How could that be? I remember what my great teacher, one of the great biblical scholars of the twentieth century, Bruce Metzger used to say. He was himself very conservative in many ways, and a highly committed and pious believer. But he was also a learned scholar. He didn’t accept all the findings of “liberal” biblical scholars, at all. But there were times where he too had to admit that there were problems with the Bible. He agreed that there was almost no way Peter actually wrote 2 Peter. And he thought that the creation stories of Genesis 1-3 were “myths.” He would use the word. But he still thought they were Scripture, revelations from God.
And when his conservative students would object to him calling the creation story a “myth,” since it was in the Bible, Metzger’s reply was always: “Who says God can’t inspire a myth”?

I still rather like that. Why *can’t* God inspire a forgery? I certainly don’t think he does, since I don’t think he exists; but when I did think he existed I thought he had inspired forgeries. So it’s certainly possible to believe he did. (I mean empirically, it’s *proven* that it’s possible to believe it, because some people do!)

And so I’m back to why a view is acceptable in one context and not in another: the view that there are pseudepigrapha in the New Testament was completely acceptable to those of us being trained as biblical theologians and ministers at Princeton Theological Seminary, but completely Verbotten at Moody Bible Institute.

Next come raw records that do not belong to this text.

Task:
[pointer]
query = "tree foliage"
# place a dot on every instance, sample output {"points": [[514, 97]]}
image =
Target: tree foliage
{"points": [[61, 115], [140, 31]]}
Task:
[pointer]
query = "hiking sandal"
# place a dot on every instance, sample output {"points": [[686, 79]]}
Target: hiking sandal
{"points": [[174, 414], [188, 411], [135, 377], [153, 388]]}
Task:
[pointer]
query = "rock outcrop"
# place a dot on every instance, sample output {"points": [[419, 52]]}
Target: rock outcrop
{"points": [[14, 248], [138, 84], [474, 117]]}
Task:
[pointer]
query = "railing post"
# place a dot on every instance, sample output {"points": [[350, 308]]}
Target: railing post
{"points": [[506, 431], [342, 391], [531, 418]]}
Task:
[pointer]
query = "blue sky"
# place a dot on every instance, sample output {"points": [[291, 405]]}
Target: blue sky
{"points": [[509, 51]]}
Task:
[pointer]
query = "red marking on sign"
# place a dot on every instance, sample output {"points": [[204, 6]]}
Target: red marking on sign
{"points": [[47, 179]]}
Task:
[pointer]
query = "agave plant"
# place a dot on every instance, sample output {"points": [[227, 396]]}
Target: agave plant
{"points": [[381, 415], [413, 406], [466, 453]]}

And so the personal question that I struggle with a good deal. OK, this is really highly personal, it’s just me. But I often feel sad about being seen as an “enemy” of the Christian faith. People tell me I am all the time – both people who despise me and people who are rooting me on. Yet the views I put out there for public scrutiny are almost NEVER things that I’ve come up with myself, that I’ve dreamt up, that I’m trying to push on others with no evidence or argument – just crazy liberal ideas I’ve come up with to lead people away from the faith.

So why am I an enemy?

Of course I know why, and my views were given additional support last week, at the international meeting of New Testament scholars I attended in Marburg. I was talking with a German scholar about advanced training in biblical studies in Germany these days, and he told me that in German theological schools (in his experience), students simply are not as a rule very interested in the historical study of the New Testament per. The kinds of historical issues we deal with on the blog are simply not pressing matters for them. These are not why they are in theological training, either to teach or to minister in churches.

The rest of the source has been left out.